The founders knew Block Club would never succeed with a soft launch that only covered a couple neighborhoods. But it would be unlikely the finances would be so robust off the bat that Block Club could pick up everywhere DNAinfo left off. That’s where web analytics came in.
“We knew what neighborhoods got the most traffic and interest at DNAinfo by the number of subscribers to each individual newsletter, number of page views and what sort of stories did well versus what didn’t do well.”
With the model for how to run the newsroom in place, the team then set about figuring out the business side. First up was keeping those old DNAinfo readers invested in the rebirth by giving them a direct role in it.
A Kickstarter campaign provided that avenue. Within 36 hours, the campaign raised $100,000 en route to $183,000 in pledges. For perspective, an annual subscription to the Block Club Chicago is $59, roughly $5 per month.
It was the most successful local journalism campaign in Kickstarter’s history. Even more gratifying, many of the pledges came from other journalists hoping to see Block Club succeed.
“It’s been wonderful to see not just the reaction from readers but from our journalism friends,” Toomey said. “It showed what a tight-knit community the Chicago journalism world is, including the support from people we would compete against. Journalists know the more eyes that are out there, the better we are serving the community.”
The Kickstarter campaign also built on the reader-guided/supported business model by polling supporters about what neighborhoods they wanted Block Club to cover as the campaign hit various stretch goals. But Kickstarter pledges wouldn’t be enough to fund an entire news operation.
The Block Club founders decided on a not-for-profit model that would allow them to seek out funding through a variety of foundations. Even more novel, the team decided their website would not feature any advertising.
“It’s difficult to support full-time journalists on banner ads and click-throughs,” Toomey said. “Instead of relying on local merchants to support us and hope our readers go buy their stuff, we decided why not go right to our readers and say, ‘Hey, is this worth 20 cents a day to you?’ I’ve bought many $9 beers in the city, and I don’t even think twice about it.
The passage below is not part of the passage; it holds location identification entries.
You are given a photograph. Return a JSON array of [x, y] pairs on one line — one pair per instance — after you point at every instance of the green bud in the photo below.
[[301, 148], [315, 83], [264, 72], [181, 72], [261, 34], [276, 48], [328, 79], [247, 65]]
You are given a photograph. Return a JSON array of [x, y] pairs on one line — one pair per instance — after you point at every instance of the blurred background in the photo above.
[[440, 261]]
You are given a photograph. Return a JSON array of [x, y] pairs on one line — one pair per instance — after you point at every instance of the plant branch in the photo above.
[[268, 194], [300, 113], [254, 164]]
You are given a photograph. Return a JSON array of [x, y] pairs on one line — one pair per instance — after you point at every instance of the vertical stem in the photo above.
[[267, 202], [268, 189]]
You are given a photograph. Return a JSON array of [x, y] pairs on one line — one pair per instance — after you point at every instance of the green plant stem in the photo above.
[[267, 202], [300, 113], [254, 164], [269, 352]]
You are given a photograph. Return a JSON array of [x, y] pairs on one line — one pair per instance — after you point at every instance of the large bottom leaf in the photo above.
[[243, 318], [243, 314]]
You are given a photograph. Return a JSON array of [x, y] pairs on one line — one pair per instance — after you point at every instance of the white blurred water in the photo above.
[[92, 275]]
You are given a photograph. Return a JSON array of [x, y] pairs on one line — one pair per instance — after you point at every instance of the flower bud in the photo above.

We hope that unique news delivered to them daily that isn’t reported elsewhere is worth it to them.”
Block Club also received both startup funds and a publishing platform from a company called Civil. The company has allocated $1 million to support about 100 full-time journalists across 15 newsrooms around the country. It uses blockchain technology to provide both financial transparency as well as freedom from potential editorial influence by advertisers.
“Civil is building a community of supporters who can buy their token and use to help with governance of the entire network,” Toomey said. “You can use it to vote on new newsrooms who want to join the network or remove a bad actor who is spamming people. And there are important distinctions between stocks and the tokens. The tokens are more of a way to buy into the governance rather than the equity of the publications.”
If you think that seems novel and somewhat risky, Toomey would tend to agree. But he hopes its a risk that pays off with a stable future for quality journalism. If that happens, it will be worth the risk and mark a long-overdue evolution in journalism
“The news is the news, and the core ways we go about reporting it haven’t changed for hundreds of years because it works,” Toomey said. “What does change is the way we deliver it and the way we fund it. It’s exciting to be on the innovative track for the future of our industry.”